29e zondag – Huub Oosterhuis - Maatschappelijke betrokkenheid en innerlijkheid
Frank Cuypers en Jef Schoenerts
Opening van de viering na het geluid van de klankschaal
Goedemorgen beste mensen. Wij weten ons samen in de naam van de Vader en de Zoon en de Heilige Geest. Genade en vrede voor ieder van jullie.
Drie zondagen op rij gedenken we in onze vieringen Huub Oosterhuis.
Hij gaf de voorbije halve eeuw ons geloof ademruimte met een verfrissende gebedstaal, en gaf ons vieren kracht met een sterke liturgische taal.
Vorige week dompelden Ria VD en Jef VdB ons onder in het spanningsveld van licht en duisternis dat de religieuze beeldtaal van Oosterhuis zo fel heeft gekleurd. Volgende week zullen Jan en Hendrik ons meenemen in zijn vernieuwend geloofsdenken met de focus op het paradoxale van god.

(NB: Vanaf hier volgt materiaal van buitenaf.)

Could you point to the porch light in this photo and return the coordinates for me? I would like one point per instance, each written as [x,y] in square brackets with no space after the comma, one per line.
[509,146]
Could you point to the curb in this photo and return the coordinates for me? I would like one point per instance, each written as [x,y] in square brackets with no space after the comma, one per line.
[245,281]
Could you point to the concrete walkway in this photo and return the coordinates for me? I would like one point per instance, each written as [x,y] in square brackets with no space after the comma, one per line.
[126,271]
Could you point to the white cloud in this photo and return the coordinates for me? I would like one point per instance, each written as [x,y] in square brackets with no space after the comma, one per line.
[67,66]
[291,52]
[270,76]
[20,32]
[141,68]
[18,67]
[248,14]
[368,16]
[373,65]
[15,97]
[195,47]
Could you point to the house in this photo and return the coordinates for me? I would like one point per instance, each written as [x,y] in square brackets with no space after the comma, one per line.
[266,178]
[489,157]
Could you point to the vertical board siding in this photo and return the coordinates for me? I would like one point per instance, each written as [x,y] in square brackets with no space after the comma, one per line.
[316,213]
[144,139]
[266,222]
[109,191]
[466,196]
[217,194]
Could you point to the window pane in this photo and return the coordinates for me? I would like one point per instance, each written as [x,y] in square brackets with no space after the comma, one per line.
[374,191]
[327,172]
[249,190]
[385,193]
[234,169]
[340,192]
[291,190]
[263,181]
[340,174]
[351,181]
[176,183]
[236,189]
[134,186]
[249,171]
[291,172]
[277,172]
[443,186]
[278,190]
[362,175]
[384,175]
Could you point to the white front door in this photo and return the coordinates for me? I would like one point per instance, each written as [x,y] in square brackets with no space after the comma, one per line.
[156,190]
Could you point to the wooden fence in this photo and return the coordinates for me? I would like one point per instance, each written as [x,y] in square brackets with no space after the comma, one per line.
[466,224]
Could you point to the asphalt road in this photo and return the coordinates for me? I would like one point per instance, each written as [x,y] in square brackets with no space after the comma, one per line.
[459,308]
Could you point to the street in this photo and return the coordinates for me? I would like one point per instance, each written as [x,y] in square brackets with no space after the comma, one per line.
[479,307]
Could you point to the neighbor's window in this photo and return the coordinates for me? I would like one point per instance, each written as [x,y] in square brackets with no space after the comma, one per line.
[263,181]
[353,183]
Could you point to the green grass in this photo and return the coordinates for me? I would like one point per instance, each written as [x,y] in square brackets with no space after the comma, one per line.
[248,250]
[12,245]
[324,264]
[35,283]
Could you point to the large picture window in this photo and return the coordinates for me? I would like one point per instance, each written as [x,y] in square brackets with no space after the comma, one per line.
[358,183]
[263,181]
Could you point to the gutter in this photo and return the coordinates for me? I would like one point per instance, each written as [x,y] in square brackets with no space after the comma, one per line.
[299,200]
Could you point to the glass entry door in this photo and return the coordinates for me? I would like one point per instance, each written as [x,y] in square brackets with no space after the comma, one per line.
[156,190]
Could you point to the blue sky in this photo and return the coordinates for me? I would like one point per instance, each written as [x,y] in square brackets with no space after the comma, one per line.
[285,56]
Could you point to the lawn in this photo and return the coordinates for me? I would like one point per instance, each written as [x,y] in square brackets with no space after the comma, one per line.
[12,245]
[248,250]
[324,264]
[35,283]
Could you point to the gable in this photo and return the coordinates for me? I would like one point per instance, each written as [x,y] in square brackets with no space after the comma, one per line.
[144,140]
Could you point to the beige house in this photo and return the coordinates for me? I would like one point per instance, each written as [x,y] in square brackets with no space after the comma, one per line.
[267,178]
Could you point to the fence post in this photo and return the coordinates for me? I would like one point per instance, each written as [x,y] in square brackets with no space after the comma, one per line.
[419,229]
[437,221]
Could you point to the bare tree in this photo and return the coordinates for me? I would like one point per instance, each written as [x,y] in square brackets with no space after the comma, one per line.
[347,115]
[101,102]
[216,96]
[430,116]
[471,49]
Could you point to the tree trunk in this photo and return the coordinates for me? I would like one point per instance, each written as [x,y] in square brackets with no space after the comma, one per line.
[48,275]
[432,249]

Vandaag laten we ons leiden door een ander thema waardoor hij gepassioneerd was: maatschappelijke betrokkenheid en innerlijkheid.

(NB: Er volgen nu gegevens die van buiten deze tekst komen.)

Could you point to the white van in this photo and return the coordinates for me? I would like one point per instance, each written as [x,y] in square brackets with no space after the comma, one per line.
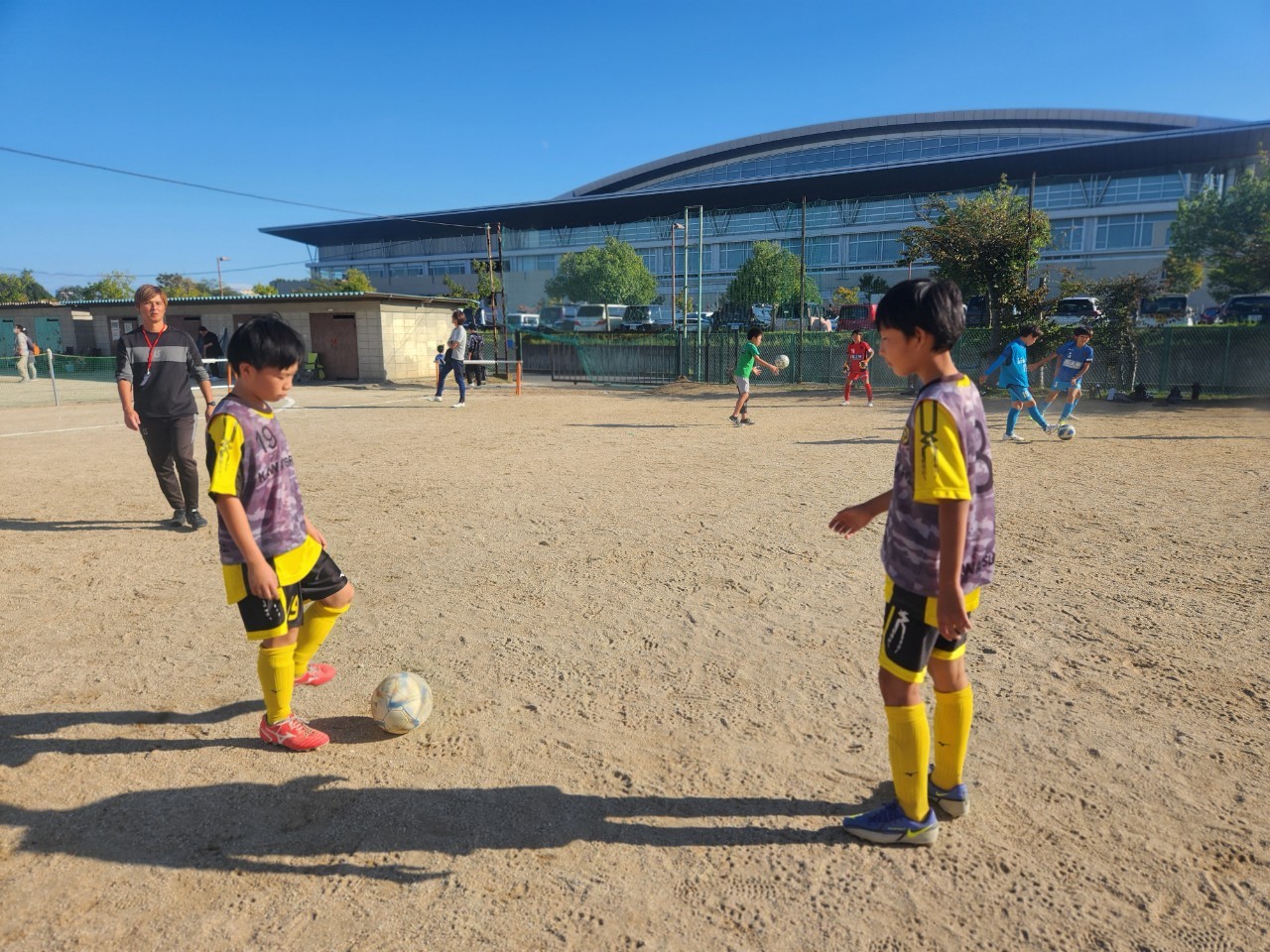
[599,318]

In deze drie vieringen nemen we telkens in zingen en bidden woorden van Oosterhuis in de mond, we laten ze smelten op onze tong, we luisteren ernaar met ons hart, we ontlenen ze om onze god te zoeken en wie weet, Hem ooit te vinden.
“… Soms wordt woestijn oase waar zij komen…” Laten we met dat beeld van bevrijding - uit welke woestijn dan ook - de viering openen. We staan daarvoor recht en zingen lied 582.
Openingslied “Hoe ver te gaan…” (582)
Inleiding op het thema
We hebben dit lied heel bewust gekozen omdat het tweeluik “woestijn en bevrijding” zo’n grote rol heeft gespeeld in het leven en in het schrijverschap van Oosterhuis. Voor hem is de bijbelse god allereerst de god van de gerechtigheid, de god die beroerd en bewogen meetrekt met het lijdend volk op weg naar het visioen van leven in overvloed. Daarom staat het Exodus-thema zo centraal in zijn denken en in zijn geloofstaal. Dat verhaal van de uittocht uit Egypte was voor hem het sterkste beeld waarmee hij als gelovige zijn maatschappelijk engagement onderbouwde. Daardoor gedreven is hij politiek heel actief geweest en nam hij vaak concreet stelling in maatschappelijke debatten. Daardoor gedreven is een groot deel van zijn teksten, zijn liederen en gebeden “politiek” gekleurd want: onze god is geen neutrale god, hij is een god die betrokken is op de polis, op de stad van de mens en op wat zich tussen mensen afspeelt.. En dat onze god de jammerklachten van zijn volk heeft gehoord en is afgedaald, is net het sterkste appel voor ons om ook zelf het schreeuwen van medemensen vandaag te horen en bevrijding na te streven.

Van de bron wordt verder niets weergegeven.